A Comparative Evaluation of Statistical Product and Service Solutions (SPSS) and ChatGPT-4 in Statistical Analyses

Cureus. 2024 Oct 28;16(10):e72581. doi: 10.7759/cureus.72581. eCollection 2024 Oct.

Abstract

Background: The objective of this study was to assess the accuracy of Chat Generative Pre-trained Transformer 4.0 (ChatGPT-4; OpenAI, San Francisco, CA ) compared to Statistical Product and Service Solutions (SPSS; IBM SPSS Statistics for Windows, Armonk, NY) in performing statistical analyses commonly used in medical and dental research.

Methods: The datasets were analysed using SPSS (version 26) and ChatGPT-4. Statistical tests included the independent t-test, paired t-test, ANOVA, chi-square test, Wilcoxon signed-rank test, Mann-Whitney U test, Pearson and Spearman correlation, regression analysis, kappa statistic, intraclass correlation coefficient (ICC), Bland-Altman analysis, and sensitivity and specificity analysis. Descriptive statistics were used to report results, and differences between the two tools were noted.

Results: SPSS and ChatGPT-4 produced identical results for the independent sample t-test, paired t-test, and simple linear regression. In one-way ANOVA, both tools provided consistent F-values, but post-hoc analysis revealed discrepancies in mean differences and confidence intervals. Pearson chi-square and Wilcoxon signed-rank tests showed variations in p-values and Z-values. Mann-Whitney U test had differences in interquartile range (IQR), U, and Z-values. Pearson and Spearman's correlations were consistent, with IQR differences in Spearman. Sensitivity, specificity, and area under the curve (AUC) analyses were consistent, though differences in standard errors and confidence intervals were observed.
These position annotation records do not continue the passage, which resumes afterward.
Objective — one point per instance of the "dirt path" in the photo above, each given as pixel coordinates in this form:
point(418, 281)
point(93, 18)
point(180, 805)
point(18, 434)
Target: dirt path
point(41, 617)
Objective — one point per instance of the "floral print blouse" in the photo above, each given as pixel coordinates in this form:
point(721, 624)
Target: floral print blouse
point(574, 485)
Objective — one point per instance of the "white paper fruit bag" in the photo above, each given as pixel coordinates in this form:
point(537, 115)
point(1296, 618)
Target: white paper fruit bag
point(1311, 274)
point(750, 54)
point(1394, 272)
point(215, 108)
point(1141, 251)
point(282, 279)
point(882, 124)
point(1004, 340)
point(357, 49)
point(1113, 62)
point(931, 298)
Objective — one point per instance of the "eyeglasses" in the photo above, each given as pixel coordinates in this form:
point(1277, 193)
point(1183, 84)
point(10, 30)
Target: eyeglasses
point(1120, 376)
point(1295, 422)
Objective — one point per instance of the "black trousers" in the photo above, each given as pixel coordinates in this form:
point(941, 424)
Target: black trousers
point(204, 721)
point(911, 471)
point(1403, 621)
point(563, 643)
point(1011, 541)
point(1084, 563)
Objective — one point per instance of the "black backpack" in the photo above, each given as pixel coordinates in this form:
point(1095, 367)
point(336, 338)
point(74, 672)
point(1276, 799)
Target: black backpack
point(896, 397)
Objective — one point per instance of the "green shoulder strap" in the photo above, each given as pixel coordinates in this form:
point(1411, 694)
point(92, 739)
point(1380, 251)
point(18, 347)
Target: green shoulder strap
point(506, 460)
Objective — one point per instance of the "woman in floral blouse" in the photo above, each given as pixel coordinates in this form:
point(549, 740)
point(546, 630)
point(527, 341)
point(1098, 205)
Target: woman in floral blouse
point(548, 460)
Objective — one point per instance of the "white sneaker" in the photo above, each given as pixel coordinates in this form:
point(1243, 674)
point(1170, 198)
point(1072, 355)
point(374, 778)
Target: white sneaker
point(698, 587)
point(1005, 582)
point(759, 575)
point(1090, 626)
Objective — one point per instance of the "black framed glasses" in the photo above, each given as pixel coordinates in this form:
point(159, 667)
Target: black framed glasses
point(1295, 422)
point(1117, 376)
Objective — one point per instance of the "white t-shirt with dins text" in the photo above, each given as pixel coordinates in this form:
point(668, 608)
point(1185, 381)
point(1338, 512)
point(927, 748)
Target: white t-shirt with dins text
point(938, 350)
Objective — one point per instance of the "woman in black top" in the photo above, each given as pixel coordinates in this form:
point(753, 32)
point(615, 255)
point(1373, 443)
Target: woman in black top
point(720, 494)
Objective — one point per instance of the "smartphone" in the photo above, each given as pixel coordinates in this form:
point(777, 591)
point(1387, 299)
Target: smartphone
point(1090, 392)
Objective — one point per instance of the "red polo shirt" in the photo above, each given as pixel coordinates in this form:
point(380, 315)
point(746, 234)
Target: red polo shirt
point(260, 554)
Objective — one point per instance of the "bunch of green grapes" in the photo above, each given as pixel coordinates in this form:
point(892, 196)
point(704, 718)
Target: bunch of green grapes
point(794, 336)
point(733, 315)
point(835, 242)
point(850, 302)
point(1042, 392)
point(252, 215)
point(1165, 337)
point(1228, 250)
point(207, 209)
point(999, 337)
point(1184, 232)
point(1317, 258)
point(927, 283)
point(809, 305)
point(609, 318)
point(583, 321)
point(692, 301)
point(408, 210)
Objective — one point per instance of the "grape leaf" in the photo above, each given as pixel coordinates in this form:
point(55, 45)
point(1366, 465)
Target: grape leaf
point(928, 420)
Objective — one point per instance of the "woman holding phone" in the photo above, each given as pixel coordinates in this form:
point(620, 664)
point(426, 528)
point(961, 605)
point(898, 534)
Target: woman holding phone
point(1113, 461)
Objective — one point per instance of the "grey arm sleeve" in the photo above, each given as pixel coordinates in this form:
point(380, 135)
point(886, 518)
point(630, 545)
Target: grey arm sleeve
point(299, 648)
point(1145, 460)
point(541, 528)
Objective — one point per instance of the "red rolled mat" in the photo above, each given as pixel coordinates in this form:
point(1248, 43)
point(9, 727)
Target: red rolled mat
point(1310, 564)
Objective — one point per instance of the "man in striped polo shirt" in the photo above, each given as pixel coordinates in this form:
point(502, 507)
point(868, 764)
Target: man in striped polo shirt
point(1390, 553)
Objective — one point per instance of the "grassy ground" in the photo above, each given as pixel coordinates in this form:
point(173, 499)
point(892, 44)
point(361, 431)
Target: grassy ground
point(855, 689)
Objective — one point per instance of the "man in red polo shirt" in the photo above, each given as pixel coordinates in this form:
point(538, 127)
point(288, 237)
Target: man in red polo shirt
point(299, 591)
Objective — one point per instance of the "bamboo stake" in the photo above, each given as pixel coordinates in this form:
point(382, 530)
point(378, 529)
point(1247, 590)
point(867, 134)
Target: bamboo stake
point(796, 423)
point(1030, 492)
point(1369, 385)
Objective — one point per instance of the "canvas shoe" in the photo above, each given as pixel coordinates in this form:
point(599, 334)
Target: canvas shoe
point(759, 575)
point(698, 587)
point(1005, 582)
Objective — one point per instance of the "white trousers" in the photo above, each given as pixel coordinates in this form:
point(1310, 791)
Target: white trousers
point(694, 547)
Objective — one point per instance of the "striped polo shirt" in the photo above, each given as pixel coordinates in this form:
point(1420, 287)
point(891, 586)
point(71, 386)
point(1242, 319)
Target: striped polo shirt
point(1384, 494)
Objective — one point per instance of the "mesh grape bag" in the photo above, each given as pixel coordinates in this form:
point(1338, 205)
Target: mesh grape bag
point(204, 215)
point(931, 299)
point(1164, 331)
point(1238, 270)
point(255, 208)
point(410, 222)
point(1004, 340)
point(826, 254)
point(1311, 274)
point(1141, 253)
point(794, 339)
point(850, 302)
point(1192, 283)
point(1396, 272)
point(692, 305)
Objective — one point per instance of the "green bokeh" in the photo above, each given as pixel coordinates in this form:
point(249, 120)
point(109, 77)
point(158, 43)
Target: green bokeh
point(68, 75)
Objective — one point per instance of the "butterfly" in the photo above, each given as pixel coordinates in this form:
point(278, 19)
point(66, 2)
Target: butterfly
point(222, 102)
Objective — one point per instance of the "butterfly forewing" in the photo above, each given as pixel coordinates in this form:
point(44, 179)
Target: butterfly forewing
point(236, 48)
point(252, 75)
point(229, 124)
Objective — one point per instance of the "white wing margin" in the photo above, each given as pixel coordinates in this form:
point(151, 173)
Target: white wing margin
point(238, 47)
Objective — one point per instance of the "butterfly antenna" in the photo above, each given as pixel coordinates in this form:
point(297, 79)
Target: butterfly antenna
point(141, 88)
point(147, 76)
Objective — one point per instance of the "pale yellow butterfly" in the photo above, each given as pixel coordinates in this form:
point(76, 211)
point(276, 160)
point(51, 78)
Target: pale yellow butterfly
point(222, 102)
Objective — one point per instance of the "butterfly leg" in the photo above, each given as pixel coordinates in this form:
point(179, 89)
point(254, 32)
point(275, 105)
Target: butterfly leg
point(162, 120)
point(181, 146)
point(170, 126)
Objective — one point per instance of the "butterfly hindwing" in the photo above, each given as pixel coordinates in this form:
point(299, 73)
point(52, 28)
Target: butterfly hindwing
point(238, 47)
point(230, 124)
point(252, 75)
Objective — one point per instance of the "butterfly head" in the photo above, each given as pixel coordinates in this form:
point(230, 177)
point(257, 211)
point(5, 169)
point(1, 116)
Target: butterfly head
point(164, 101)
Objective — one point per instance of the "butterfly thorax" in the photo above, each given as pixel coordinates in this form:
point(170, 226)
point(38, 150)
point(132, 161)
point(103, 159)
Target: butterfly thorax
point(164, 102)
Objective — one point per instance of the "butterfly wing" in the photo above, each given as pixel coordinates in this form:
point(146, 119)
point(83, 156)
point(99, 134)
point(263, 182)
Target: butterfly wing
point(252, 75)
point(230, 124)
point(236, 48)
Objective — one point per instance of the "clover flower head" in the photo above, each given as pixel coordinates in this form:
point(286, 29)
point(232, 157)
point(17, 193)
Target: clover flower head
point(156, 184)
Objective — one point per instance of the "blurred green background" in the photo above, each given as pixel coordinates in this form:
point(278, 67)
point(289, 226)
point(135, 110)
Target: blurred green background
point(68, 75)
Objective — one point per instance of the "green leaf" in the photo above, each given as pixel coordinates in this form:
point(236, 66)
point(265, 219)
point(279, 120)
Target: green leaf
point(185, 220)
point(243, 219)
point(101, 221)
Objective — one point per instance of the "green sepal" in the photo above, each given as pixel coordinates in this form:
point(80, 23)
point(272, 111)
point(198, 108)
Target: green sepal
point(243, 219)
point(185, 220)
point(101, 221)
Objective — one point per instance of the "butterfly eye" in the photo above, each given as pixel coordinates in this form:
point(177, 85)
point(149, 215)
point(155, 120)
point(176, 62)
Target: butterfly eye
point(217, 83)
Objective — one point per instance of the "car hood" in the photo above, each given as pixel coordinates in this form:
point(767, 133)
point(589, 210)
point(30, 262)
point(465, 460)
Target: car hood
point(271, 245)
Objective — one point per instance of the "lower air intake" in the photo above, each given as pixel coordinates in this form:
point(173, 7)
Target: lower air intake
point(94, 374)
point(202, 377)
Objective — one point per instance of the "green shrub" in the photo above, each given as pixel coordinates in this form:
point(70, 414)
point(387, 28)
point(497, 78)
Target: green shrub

Conclusion: ChatGPT-4 produced accurate results for several statistical tests, matching SPSS in simpler analyses. However, discrepancies in post-hoc analyses, confidence intervals, and more complex tests indicate that careful validation is required when using ChatGPT-4 for detailed statistical work. Researchers should exercise caution and cross-validate results with established tools such as SPSS.

Keywords: artificial intelligence; data analysis; machine learning; natural language processing; software comparison; statistical software.